1. Start the rice in a rice cooker or on the stove.
2. Chop the cabbage and greens into strips. Chop onion into small pieces. Seed the anaheim pepper and cut into thin strips. Mince garlic. Defrost chicken (if necessary) and cut into small chunks.
3. Add peanut oil to a cast-iron pan. When hot, add chicken with a generous amount of soy sauce and half a lemon’s worth of juice. When chicken starts to brown, add peppers and onions. Stir and fry, add black pepper.
4. In a separate pan, heat olive oil. Add cabbage, greens and garlic and a little water. Put a lid on the pan to steam till the greens are soft, then remove the lid so that water cooks off.
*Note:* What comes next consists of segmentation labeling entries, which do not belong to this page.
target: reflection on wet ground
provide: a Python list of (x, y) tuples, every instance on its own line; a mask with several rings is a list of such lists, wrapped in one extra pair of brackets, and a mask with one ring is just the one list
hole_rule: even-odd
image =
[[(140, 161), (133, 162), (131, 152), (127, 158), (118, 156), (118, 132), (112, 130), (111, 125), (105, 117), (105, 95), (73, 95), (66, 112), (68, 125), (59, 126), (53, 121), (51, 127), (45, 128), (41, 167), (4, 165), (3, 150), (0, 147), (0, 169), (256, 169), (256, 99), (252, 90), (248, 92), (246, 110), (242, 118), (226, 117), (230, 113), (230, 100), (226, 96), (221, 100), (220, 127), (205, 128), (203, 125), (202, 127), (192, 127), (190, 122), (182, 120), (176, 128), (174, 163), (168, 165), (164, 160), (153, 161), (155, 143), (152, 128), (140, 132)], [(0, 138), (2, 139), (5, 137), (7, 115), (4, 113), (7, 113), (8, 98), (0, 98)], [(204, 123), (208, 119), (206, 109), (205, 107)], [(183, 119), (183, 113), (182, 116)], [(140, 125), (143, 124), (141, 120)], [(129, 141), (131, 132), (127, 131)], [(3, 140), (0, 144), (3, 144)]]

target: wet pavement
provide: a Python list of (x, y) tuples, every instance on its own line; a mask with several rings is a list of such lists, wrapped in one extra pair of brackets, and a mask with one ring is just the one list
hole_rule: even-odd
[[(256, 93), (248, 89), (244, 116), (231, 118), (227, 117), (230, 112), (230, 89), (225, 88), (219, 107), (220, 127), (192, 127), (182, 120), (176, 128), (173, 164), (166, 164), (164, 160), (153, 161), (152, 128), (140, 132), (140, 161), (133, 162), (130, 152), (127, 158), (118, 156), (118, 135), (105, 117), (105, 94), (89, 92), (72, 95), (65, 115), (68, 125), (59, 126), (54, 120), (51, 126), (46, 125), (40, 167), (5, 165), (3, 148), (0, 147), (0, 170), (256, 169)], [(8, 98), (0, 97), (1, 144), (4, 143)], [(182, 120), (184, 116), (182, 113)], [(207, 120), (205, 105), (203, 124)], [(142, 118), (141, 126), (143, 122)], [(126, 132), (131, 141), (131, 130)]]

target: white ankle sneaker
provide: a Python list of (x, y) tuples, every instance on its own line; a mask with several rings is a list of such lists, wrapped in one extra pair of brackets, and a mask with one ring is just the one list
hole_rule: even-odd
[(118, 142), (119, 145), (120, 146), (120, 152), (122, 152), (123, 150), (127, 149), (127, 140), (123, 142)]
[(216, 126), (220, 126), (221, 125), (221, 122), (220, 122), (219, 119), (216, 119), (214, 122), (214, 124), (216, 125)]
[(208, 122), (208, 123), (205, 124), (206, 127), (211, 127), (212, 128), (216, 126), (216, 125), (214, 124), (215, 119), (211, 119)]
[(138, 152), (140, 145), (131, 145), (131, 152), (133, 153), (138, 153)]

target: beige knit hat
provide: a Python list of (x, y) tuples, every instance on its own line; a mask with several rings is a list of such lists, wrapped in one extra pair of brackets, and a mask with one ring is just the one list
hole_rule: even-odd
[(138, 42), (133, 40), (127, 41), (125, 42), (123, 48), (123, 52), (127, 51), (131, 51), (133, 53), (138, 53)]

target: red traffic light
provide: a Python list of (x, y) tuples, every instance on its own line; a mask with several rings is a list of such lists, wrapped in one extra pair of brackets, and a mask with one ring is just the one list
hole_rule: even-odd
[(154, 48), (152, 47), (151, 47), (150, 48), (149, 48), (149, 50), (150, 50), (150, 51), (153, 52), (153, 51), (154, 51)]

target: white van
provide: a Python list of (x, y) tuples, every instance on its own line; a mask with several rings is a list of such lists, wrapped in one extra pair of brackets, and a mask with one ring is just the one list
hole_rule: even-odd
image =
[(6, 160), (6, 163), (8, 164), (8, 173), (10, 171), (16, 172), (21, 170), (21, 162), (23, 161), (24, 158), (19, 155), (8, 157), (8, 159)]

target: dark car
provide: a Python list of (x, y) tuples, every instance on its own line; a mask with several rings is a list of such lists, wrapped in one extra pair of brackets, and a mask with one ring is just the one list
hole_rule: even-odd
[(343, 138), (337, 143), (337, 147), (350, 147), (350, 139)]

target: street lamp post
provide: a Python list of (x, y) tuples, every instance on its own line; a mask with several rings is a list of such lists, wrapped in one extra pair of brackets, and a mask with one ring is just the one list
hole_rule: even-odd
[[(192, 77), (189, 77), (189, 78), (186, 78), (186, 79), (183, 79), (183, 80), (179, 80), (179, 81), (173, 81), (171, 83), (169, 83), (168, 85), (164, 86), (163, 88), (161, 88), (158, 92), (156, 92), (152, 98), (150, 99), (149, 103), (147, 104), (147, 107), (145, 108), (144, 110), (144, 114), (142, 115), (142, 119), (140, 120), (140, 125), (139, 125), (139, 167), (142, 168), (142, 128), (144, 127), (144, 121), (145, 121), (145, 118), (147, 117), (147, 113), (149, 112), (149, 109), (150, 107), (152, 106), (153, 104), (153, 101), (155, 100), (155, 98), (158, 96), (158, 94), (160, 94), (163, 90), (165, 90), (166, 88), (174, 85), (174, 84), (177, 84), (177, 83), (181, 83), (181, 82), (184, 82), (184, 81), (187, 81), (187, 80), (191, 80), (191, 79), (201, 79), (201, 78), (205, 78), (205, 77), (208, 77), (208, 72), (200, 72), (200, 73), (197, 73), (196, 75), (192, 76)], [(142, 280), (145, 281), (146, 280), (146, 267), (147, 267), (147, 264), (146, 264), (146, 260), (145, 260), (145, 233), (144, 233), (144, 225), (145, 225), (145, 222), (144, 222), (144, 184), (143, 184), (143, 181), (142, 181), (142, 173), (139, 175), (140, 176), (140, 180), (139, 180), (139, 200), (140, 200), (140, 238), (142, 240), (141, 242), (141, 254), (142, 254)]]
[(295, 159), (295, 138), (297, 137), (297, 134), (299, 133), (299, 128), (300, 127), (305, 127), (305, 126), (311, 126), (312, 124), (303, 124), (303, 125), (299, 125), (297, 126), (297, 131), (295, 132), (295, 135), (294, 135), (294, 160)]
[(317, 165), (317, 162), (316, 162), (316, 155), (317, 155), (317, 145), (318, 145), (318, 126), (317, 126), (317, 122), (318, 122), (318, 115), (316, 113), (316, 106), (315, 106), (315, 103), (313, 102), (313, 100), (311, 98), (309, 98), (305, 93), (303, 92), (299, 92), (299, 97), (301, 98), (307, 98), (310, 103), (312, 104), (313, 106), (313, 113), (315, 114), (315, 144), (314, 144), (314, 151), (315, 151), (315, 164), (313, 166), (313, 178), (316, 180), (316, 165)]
Add salt and black pepper.
5. When everything is done, serve with rice on the bottom then a layer of cabbage/greens, then a layer of chicken/onions/peppers. Garnish with peanuts. Eat with chopsticks. Adjust spiciness with Sriracha, if desired.

Yield: 2 large servings.

May 13, 2010

The Beginning

Filed under: Uncategorized — cookpro @ 10:42 pm

Hello and welcome to The Cooking Project. This summer, this site will start fresh with a slightly new mission statement. I want to turn The Cooking Project Magazine into a blog for people who find themselves cooking to share the interesting recipes they’ve invented. I just started cooking a little over a year ago, and it has grown into a complete obsession that I’m able to practice and improve everyday because, no matter what, I have to eat. I’ll begin this blog by posting one of my simple recipes that grew out of pure trial and error, and I hope to read about similar recipes from all of you.

So, how it’s going to work: send your recipes to me using the “Send a Recipe” page. Include accompanying stories for context and pictures of the food. Also, articles about food from international travels, or restaurant reviews would be fun. I’ll format them and post them to the site. Soon, we will have an archive of original cooking ideas.